Bavor also clarified two other points, first that “individuals wishing to use Google´s web apps like Gmail and Google Drive should create a free personal Google Account, which provides a seamless experience across all of our web services on any device.” But more importantly this shouldn´t impact existing customers, including those using the free version.
Google Apps for Education will remain free for schools and universities, so perhaps this is where the search giant can maintain that it isn´t being evil.
So what exactly will the paid version get those small businesses? For one it will get round-the-clock telephone support and a 25GB inbox. Subscriptions to Google Apps and its separate mapping service for businesses and governments have reportedly been serious money makers.

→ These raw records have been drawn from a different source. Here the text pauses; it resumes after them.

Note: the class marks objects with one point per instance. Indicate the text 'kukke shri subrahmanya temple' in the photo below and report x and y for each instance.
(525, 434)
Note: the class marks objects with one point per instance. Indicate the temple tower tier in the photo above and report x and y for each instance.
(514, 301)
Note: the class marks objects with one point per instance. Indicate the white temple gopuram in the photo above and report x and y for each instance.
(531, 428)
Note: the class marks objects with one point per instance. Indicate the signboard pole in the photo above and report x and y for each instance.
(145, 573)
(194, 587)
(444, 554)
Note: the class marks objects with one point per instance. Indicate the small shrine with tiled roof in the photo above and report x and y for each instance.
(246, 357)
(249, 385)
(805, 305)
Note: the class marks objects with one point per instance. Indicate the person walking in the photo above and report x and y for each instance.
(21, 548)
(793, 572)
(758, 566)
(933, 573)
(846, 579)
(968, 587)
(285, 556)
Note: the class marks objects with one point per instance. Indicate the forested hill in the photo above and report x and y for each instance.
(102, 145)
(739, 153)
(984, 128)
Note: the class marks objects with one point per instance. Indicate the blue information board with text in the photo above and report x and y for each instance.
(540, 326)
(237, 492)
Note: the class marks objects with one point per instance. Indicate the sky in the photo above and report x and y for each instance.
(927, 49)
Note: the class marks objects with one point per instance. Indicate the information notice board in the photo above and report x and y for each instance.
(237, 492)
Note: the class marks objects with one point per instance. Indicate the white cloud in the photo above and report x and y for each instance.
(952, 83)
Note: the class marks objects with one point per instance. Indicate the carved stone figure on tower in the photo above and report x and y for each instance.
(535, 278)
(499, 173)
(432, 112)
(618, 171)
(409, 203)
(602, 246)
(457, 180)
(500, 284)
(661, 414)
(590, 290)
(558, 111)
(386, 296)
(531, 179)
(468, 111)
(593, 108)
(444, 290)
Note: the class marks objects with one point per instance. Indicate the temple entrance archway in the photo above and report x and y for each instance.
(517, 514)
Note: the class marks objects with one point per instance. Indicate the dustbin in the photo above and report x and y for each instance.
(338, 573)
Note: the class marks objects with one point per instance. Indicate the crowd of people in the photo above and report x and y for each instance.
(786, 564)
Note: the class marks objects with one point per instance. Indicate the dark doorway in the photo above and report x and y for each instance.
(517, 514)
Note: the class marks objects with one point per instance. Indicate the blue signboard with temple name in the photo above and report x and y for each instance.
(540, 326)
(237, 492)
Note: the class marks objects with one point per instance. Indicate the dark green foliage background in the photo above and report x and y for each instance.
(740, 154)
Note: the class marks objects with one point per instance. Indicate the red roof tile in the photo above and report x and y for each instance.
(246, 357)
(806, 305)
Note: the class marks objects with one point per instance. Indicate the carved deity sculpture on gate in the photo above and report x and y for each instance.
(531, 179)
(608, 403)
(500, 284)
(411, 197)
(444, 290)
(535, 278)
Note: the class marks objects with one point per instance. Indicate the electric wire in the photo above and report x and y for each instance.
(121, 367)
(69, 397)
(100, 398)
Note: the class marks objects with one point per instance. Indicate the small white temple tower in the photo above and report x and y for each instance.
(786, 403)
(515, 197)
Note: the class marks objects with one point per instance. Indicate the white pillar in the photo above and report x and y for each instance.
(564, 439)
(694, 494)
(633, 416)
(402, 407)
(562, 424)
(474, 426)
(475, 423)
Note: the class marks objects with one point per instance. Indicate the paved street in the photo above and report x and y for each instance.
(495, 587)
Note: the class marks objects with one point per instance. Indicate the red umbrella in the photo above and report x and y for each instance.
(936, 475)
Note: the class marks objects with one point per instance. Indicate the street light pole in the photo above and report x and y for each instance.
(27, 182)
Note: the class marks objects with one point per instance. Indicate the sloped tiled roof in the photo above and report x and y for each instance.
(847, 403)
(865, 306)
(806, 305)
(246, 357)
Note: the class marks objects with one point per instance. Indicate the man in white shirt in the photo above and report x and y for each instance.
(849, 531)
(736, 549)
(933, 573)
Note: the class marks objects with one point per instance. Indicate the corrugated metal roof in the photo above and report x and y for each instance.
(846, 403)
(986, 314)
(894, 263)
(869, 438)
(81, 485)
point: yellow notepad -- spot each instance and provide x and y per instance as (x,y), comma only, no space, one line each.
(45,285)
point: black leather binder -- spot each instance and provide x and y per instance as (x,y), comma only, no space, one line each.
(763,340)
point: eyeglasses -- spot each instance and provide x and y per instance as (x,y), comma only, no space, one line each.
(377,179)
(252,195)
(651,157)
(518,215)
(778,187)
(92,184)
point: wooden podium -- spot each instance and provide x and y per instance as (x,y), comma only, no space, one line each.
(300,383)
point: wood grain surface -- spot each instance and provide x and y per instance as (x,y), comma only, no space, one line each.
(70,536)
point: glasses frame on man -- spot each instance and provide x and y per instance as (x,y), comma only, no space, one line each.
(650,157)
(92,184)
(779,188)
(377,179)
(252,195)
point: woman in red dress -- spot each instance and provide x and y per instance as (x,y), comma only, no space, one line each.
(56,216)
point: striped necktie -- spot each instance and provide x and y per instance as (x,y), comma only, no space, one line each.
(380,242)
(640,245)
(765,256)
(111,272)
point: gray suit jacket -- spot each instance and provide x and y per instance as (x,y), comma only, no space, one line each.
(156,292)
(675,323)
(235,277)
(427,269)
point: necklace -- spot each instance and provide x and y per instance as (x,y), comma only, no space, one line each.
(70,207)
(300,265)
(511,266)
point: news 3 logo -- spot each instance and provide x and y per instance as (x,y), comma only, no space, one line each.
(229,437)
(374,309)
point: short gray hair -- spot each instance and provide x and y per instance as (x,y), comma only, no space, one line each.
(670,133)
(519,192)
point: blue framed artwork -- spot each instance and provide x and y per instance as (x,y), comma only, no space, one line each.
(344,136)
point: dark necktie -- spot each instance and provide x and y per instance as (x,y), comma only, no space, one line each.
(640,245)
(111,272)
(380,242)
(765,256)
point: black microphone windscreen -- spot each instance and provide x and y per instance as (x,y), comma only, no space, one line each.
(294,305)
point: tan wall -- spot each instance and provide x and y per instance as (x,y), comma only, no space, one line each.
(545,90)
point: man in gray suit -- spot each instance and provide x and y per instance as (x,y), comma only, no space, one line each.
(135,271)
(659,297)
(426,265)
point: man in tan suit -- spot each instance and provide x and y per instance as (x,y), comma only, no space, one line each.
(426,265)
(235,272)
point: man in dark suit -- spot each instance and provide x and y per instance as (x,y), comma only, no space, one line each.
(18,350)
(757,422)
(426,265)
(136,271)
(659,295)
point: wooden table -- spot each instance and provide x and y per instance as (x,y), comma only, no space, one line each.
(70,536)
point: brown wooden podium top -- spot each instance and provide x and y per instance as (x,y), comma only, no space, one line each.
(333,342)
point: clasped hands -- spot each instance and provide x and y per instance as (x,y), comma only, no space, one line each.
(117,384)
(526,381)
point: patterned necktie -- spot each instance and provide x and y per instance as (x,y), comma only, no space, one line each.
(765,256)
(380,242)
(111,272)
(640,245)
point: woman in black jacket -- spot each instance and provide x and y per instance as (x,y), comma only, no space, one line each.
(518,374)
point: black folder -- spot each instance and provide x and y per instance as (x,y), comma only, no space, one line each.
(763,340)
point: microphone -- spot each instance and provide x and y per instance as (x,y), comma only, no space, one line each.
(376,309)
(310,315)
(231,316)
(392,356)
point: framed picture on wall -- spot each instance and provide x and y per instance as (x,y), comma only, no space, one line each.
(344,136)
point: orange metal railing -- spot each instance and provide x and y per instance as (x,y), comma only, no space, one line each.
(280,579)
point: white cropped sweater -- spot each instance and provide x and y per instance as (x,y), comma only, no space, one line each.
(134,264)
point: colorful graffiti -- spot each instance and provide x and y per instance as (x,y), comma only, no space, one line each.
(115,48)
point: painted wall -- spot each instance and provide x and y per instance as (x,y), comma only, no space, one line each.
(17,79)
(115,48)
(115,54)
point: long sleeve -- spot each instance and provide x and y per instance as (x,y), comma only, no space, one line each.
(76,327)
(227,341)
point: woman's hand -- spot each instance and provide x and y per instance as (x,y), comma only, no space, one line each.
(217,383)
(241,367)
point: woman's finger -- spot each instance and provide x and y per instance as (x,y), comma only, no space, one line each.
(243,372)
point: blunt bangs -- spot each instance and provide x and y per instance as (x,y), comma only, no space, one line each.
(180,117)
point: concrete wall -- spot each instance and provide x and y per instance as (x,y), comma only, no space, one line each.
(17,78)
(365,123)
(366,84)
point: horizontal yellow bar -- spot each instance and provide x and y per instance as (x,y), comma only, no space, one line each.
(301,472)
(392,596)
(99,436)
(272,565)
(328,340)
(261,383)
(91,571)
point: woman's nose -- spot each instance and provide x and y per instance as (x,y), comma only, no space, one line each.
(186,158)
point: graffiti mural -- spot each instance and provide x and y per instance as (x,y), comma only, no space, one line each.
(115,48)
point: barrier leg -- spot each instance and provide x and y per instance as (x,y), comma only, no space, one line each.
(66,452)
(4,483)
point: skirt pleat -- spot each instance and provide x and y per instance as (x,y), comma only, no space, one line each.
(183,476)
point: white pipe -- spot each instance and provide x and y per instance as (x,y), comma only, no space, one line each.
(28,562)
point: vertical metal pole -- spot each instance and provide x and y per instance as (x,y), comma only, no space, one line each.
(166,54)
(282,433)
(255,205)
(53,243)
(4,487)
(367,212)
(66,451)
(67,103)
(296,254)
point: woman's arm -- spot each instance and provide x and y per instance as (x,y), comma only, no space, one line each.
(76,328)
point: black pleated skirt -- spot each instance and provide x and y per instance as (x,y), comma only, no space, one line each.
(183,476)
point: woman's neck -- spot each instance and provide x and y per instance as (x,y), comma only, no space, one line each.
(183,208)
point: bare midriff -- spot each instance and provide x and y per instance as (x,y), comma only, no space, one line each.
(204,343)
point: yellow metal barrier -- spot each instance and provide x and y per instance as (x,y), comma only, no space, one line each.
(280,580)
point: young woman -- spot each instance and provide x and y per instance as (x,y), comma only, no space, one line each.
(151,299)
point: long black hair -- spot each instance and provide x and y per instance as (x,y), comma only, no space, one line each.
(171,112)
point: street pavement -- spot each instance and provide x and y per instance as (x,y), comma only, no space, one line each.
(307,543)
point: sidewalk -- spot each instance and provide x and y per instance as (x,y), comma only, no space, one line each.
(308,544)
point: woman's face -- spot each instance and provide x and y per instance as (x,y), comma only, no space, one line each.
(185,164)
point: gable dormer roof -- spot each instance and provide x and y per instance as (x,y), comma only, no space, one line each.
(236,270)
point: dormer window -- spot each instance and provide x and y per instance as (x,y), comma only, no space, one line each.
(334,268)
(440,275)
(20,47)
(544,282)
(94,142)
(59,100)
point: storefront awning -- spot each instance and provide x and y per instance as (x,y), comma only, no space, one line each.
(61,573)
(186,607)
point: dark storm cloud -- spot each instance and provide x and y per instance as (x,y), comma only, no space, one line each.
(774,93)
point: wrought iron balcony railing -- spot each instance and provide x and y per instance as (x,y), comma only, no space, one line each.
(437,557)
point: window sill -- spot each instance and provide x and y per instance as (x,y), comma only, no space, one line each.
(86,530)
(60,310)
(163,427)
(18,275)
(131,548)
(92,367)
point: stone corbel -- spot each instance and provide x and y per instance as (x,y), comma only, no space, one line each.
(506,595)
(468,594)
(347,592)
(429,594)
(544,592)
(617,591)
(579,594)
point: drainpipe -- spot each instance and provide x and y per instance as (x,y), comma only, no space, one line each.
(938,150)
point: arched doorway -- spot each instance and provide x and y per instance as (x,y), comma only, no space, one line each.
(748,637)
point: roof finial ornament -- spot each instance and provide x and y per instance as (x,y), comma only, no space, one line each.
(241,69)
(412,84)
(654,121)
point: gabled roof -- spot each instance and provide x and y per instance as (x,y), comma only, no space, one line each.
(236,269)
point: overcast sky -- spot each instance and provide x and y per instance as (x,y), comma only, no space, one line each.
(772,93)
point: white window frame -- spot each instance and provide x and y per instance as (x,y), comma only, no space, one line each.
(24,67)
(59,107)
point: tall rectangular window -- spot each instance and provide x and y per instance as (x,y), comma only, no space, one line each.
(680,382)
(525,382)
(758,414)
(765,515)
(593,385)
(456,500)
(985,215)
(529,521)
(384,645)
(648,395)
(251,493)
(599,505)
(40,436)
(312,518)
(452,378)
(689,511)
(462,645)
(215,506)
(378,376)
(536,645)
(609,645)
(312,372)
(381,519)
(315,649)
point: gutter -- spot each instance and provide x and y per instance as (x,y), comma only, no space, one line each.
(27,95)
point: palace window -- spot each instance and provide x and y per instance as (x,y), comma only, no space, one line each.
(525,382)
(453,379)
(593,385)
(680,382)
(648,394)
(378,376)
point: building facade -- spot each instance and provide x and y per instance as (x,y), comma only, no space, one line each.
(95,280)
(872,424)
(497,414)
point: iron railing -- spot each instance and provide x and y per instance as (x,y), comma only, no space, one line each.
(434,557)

According to a report in The Wall Street Journal from a year ago Google had generated around $1 billion from the sale of Google Apps and its mapping software. The company reportedly had more than 5 million business users, but a majority had fewer than 10 employees and thus were using the free version.
No doubt that is why Google made its policy change this week, as now even those small businesses may have to pay. And this isn´t the first time Google has changed its policies on the matter. Prior to 2011 only businesses with more than 50 employees were charged for the suite of services.
Google maintains that this isn´t really an evil move either and will be able to provide better 24/7 customer support along with those larger inboxes.
Google Apps was created in 2006 after a series of acquisitions and development at Google. This included the free Gmail email service, and while the company hasn´t disclosed how many subscribers the service has, it is widely believed to now be the most popular free email service for individuals.
It had been predicted that Google Apps could loosen Microsoft´s profitable stranglehold over office software, according to a report by the Daily Telegraph. However, Microsoft Office remains Microsoft´s most lucrative product, and has 90 percent market share.
Despite this domination Microsoft has seemingly taken notice of Google Apps cloud-based offerings as Microsoft has added its own online features in response.